It should be noted that the `silencePeriod` should ideally be chosen different from 0 to account for the fact that in a true online-mode operation the noise-only segments are used to estimate $\mathbf{R}_{\mathbf{nn}}$. If the sentences are concatenated directl
y, the estimate of this autocorrelation matrix will be very poor if it is ever estimated at all.

In [None]:
# Setup
import numpy as np
import os
from scipy import signal
import soundfile as sf

rawAudioPath = os.path.join("path", "to", "raw", "audio")
processedPath = os.path.join("path", "to", "folder", "to", "store", "results")

expectedFs = 16000  # If sampling frequency not equal to this, resample
silencePeriod = 0.5  # [s]: time between sentences to allow for estimating Rnn

In [None]:
def handleSessionLibriSpeech(
    sessionPath: str,
    processedPath: str,
    subject: str,
    session: str,
    expectedFs: int,
    silencePeriod: float,
):
    """
    Given the path to a directory containing all recordings of a certain
    session, stitch all recordings of the session together to obtain one large
    recording and save it.
    """
    recordings = []
    sessionData = []

    for recording in os.scandir(sessionPath):
        path = recording.path
        # collect all the recordings, and remove the transcript (in .txt form)
        if path.split(".")[-1] == "flac":
            recordings.append(path)

    # sort the list to have the right sequence of recordings
    recordings.sort(key=lambda x: x.split(".")[-2].split("-")[-1])

    # read the recordings on at a time and stitch together
    for recording in recordings:
        data, fs = sf.read(recording)
        if fs != expectedFs:  # resample
            data = signal.resample_poly(data, up=expectedFs, down=fs)
        if data.ndim > 1:
            if data.shape[0] == 2:
                data = data.T  # enforce data to be column vectors
            if data.shape[1] == 2:
                data = data[:, 0]  # convert stereo to mono

        sessionData.append(data)
        sessionData.append(np.zeros(int(expectedFs * silencePeriod)))
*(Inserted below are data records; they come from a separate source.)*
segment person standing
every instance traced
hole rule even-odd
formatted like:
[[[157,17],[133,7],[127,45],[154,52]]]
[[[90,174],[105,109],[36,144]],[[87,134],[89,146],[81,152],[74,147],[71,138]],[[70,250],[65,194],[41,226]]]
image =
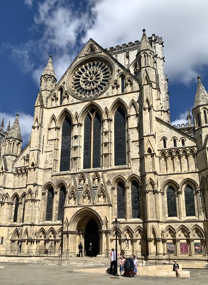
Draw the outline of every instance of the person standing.
[[[83,252],[83,245],[82,245],[82,243],[81,242],[79,244],[78,247],[79,248],[79,257],[80,257],[80,254],[81,254],[82,255],[82,257],[83,257],[82,252]]]
[[[133,261],[134,261],[134,264],[135,265],[135,268],[134,268],[134,271],[135,272],[135,275],[137,275],[137,262],[138,262],[138,260],[137,257],[136,257],[135,254],[133,254],[133,258],[132,258]]]
[[[115,251],[114,248],[112,248],[112,251],[110,254],[110,274],[113,274],[115,275],[116,273],[115,266],[116,266],[116,257],[115,256]]]
[[[124,262],[126,260],[124,256],[121,255],[120,259],[120,275],[122,275],[122,272],[124,270]]]
[[[92,244],[92,243],[90,243],[90,248],[89,248],[89,250],[90,251],[90,257],[93,257],[93,246]]]
[[[177,263],[176,260],[174,260],[173,271],[175,271],[175,276],[176,277],[179,277],[180,276],[180,274],[179,274],[179,265],[178,263]]]

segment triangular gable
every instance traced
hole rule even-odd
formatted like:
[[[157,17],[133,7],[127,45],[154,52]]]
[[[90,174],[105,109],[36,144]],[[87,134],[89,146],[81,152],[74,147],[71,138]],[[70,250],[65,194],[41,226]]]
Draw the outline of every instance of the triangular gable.
[[[56,86],[48,96],[48,98],[49,99],[50,99],[50,97],[54,94],[54,92],[56,93],[58,91],[58,90],[61,86],[63,87],[63,82],[67,82],[67,85],[69,74],[73,71],[75,67],[78,65],[79,62],[83,62],[85,58],[86,60],[88,59],[93,59],[94,58],[100,59],[103,58],[104,60],[104,58],[107,58],[110,62],[111,62],[112,63],[113,63],[117,66],[117,67],[116,66],[115,67],[115,70],[119,70],[121,72],[122,72],[123,73],[124,73],[126,75],[127,78],[131,78],[133,81],[137,82],[137,86],[138,88],[138,90],[139,90],[139,81],[137,79],[133,74],[132,74],[132,73],[131,73],[129,70],[124,67],[117,60],[116,60],[115,58],[114,58],[112,55],[109,54],[105,49],[103,48],[93,40],[90,39],[85,44],[85,45],[83,47],[79,54],[76,56],[76,57],[72,62],[71,64],[66,71],[59,81],[57,82]],[[114,74],[114,78],[112,78],[111,80],[111,84],[112,82],[114,81],[114,79],[115,79],[115,74],[116,74],[116,72],[112,72],[112,74]],[[117,74],[116,74],[116,75],[117,75]],[[107,89],[109,89],[109,87],[110,85],[108,85],[106,89],[106,91],[107,91]],[[68,88],[68,89],[69,88]]]

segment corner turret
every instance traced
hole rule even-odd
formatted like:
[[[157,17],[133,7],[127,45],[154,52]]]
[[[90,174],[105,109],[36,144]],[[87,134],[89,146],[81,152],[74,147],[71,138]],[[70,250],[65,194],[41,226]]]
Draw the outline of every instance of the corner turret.
[[[54,88],[56,83],[56,74],[53,68],[52,55],[50,55],[48,63],[40,78],[40,90],[42,93],[46,91],[47,95]]]

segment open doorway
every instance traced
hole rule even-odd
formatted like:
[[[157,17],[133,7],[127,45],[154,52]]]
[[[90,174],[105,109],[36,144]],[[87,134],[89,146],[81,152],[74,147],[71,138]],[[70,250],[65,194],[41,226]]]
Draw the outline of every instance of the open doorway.
[[[91,219],[87,223],[85,228],[84,238],[84,251],[87,256],[90,256],[89,250],[90,243],[92,243],[93,246],[93,256],[97,256],[99,253],[99,235],[98,233],[98,226],[96,222]]]

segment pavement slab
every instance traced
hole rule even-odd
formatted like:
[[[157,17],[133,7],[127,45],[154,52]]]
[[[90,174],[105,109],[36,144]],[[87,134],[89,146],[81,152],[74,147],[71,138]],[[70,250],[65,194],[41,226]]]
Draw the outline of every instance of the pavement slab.
[[[112,278],[106,273],[77,273],[73,266],[42,265],[26,263],[0,263],[5,267],[0,270],[1,285],[205,285],[208,280],[208,270],[189,269],[191,277],[156,277],[135,276],[129,279]]]

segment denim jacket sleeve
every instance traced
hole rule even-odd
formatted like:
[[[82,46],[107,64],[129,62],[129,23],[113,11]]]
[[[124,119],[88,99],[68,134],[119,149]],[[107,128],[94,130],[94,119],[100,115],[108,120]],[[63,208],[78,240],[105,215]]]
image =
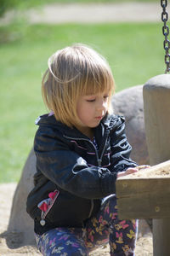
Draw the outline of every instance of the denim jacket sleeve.
[[[61,189],[83,198],[102,198],[115,193],[115,174],[89,167],[53,129],[38,129],[34,150],[37,170]]]
[[[116,129],[110,133],[110,167],[111,172],[123,172],[128,167],[134,167],[137,164],[130,159],[132,147],[125,134],[125,119],[120,117]]]

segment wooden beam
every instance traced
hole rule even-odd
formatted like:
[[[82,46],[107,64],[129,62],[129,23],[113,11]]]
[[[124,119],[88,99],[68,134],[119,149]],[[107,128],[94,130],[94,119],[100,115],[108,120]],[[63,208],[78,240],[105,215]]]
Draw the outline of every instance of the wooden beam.
[[[170,160],[119,177],[116,183],[121,219],[170,217]]]

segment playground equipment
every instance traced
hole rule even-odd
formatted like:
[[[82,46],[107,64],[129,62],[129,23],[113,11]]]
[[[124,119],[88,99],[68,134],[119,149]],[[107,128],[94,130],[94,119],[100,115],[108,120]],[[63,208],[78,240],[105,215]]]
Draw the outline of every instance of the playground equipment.
[[[169,256],[170,41],[167,1],[161,0],[161,5],[166,74],[150,79],[143,89],[146,141],[150,164],[154,166],[118,179],[116,195],[121,218],[153,218],[153,254]]]

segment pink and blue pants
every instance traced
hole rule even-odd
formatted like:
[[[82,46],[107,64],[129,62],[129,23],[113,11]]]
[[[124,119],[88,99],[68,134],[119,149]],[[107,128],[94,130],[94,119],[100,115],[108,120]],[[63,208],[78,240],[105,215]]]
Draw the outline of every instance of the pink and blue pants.
[[[96,216],[85,228],[55,228],[42,236],[36,234],[39,251],[45,256],[87,256],[89,252],[110,244],[111,256],[134,256],[137,221],[120,220],[116,198],[105,198]]]

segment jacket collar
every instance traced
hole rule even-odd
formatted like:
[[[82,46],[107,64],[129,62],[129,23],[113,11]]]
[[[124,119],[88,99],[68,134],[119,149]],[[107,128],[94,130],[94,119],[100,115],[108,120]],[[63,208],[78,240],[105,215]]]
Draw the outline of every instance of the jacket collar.
[[[94,128],[94,135],[100,131],[100,135],[104,136],[105,131],[112,129],[116,123],[117,122],[117,116],[116,115],[109,115],[106,114],[103,119],[101,120],[100,124]],[[76,128],[71,128],[67,125],[64,125],[63,123],[56,120],[54,115],[48,115],[48,113],[43,114],[39,116],[36,121],[36,125],[39,126],[51,126],[57,130],[60,130],[64,135],[68,137],[84,137],[87,138],[85,135],[83,135],[80,131]]]

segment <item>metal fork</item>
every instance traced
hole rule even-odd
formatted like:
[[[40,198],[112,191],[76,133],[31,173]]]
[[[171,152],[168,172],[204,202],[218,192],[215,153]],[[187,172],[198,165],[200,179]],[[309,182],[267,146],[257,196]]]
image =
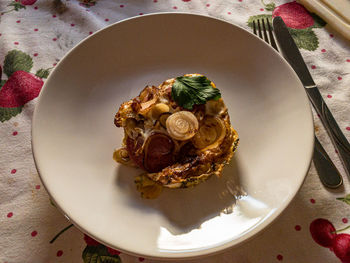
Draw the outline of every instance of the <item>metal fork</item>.
[[[264,19],[257,19],[257,24],[253,20],[253,33],[258,35],[266,43],[270,44],[276,51],[278,47],[276,45],[275,37],[273,35],[273,30],[270,25],[268,18],[266,22]],[[268,34],[267,34],[268,32]],[[338,171],[338,169],[333,164],[332,160],[329,158],[327,152],[323,148],[320,141],[315,135],[315,147],[313,161],[320,177],[321,182],[324,186],[329,188],[337,188],[343,184],[343,179]]]

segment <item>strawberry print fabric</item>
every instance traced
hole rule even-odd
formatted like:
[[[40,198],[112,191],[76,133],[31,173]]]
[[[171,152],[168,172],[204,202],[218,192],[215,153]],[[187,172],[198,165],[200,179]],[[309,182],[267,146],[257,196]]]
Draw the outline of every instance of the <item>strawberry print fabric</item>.
[[[1,0],[0,263],[164,262],[106,247],[75,228],[40,182],[30,133],[41,88],[71,48],[114,22],[155,12],[206,14],[248,31],[256,19],[281,16],[350,139],[350,43],[295,1]],[[264,232],[238,248],[185,262],[350,262],[349,179],[315,113],[314,120],[344,185],[326,189],[311,164],[295,199]]]

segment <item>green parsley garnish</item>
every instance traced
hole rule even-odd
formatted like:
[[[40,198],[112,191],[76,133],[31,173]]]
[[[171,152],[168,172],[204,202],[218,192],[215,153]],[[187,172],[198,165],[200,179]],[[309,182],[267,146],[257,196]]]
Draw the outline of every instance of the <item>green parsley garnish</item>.
[[[171,89],[171,96],[178,105],[192,110],[193,105],[221,98],[220,91],[210,83],[205,76],[177,77]]]

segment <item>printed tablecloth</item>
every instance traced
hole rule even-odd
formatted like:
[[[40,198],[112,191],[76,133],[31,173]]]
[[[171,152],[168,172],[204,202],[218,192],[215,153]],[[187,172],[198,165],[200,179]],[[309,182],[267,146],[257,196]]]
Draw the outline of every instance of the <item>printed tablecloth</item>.
[[[130,256],[84,236],[50,202],[31,153],[36,97],[50,71],[79,41],[122,19],[193,12],[251,30],[254,19],[282,16],[350,139],[349,42],[296,2],[265,1],[1,0],[0,263],[164,262]],[[238,248],[188,262],[350,262],[349,179],[316,114],[314,118],[316,134],[344,186],[326,189],[312,165],[296,198],[266,231]]]

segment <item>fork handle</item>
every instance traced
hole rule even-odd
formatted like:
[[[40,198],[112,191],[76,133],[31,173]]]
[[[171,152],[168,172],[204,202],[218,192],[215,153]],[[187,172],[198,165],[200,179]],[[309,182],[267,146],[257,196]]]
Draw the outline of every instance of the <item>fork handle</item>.
[[[338,150],[340,159],[344,164],[345,170],[347,171],[348,175],[350,175],[350,144],[348,140],[340,130],[331,111],[324,102],[318,88],[306,87],[305,90],[310,98],[311,103],[314,105],[314,108],[320,115],[320,119],[324,127],[326,128],[330,138],[332,139],[336,149]]]

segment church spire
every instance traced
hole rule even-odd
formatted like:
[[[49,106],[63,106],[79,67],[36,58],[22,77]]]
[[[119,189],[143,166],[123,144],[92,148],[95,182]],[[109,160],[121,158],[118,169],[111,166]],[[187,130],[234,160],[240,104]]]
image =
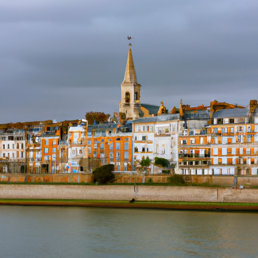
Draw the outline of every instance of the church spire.
[[[129,51],[128,52],[128,57],[127,58],[126,69],[125,70],[125,74],[124,74],[124,79],[123,83],[129,83],[138,84],[135,66],[134,65],[134,60],[133,59],[133,55],[132,54],[132,44],[131,43],[129,43],[128,46]]]

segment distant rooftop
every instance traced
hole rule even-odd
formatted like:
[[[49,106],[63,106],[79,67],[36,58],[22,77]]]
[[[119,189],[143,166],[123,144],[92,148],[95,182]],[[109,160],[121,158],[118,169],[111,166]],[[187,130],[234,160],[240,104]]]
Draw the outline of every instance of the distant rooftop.
[[[248,115],[248,110],[246,108],[222,109],[215,112],[212,115],[212,118],[246,117]]]
[[[166,114],[164,115],[157,115],[155,116],[150,116],[142,118],[137,119],[133,120],[133,123],[165,122],[178,120],[180,119],[179,114]]]

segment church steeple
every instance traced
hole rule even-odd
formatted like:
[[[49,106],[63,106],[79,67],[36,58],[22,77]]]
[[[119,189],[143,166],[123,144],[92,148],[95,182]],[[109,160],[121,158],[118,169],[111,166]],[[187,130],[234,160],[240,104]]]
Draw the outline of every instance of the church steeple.
[[[130,43],[128,45],[129,51],[128,52],[128,57],[127,58],[126,69],[125,70],[124,79],[123,80],[123,83],[138,83],[137,82],[135,66],[134,64],[134,60],[133,59],[133,55],[132,54],[132,44]]]
[[[131,46],[130,43],[124,78],[121,84],[121,101],[119,108],[120,115],[124,113],[127,119],[139,118],[141,110],[140,100],[141,86],[137,81]]]

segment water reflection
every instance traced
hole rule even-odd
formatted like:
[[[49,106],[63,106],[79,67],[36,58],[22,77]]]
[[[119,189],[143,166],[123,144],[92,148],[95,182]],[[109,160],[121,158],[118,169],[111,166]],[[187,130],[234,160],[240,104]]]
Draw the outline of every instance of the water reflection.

    sessionData = np.concatenate((sessionData), axis=0)
    sessionData = sessionData / np.max(np.abs(sessionData))

    sf.write(
        os.path.join(processedPath, subject, session + ".wav"), sessionData, expectedFs
    )

In [None]:
def handleSessionVCTK(
    subjectPath: str,
    saveFolder: str,
    subjectID: str,
    expectedFs: int,
    silencePeriod: float,
):
    """
    Given the path to a directory containing all recordings of a certain
    session, stitch all recordings of the session together to obtain one large
    recording and save it.

    Since VCTK has a "mic_1" and "mic_2" per recording, this is filtered to
    avoid having nigh the same pronounciation twice.
    """
    recordings = []
    sessionData = []

    for recording in os.scandir(subjectPath):  # no transcripts as in Librispeech
        recordingName = os.path.split(recording.path)
        if "mic1" in recordingName[1]:  # only retain mic 1
            recordings.append(recording.path)

    for recording in recordings:
        data, fs = sf.read(recording)
        if data.ndim != 1:  # get only one dimension
            if data.shape[0] == 2:
                data = data[0, :]
            else:
                data = data[:, 0]

        if fs != expectedFs:  # resample if needed
            data = signal.resample_poly(data, up=expectedFs, down=fs)

        sessionData.append(data)
        sessionData.append(np.zeros(int(silencePeriod * expectedFs)))

    sessionData = np.concatenate(sessionData, axis=0)
    sessionData = sessionData / (np.max(np.abs(sessionData)))

    sf.write(os.path.join(saveFolder, subjectID + ".wav"), sessionData, expectedFs)

In [None]:
# collect all sessions for LibriSpeech
for entry in os.scandir(rawAudioPath):
    subjectPath = entry.path
    subjectID = subjectPath.split("/")[-1]
    print(f"Subject {subjectID} started")

    saveFolder = os.path.join(processedPath, subjectID)
    if not os.path.isdir(saveFolder):
        os.mkdir(saveFolder)

    for session in os.scandir(subjectPath):
        sessionPath = session.path
        sessionID = sessionPath.split("/")[-1]
        handleSessionLibriSpeech(
            session.path, saveFolder, subjectID, sessionID, expectedFs
        )

In [None]:
# collect all sessions for VCTK
for entry in os.scandir(rawAudioPath):
    if os.path.isdir(entry):
        subjectPath = entry.path
        subjectID = subjectPath.split("/")[-1]
        print(f"Subject {subjectID} started")

        if not os.path.isdir(processedPath):
            os.mkdir(processedPath)

        handleSessionVCTK(
            subjectPath,
            processedPath,
            subjectID,
            expectedFs=expectedFs,
            silencePeriod=silencePeriod,
        )  # no sessions for VCTK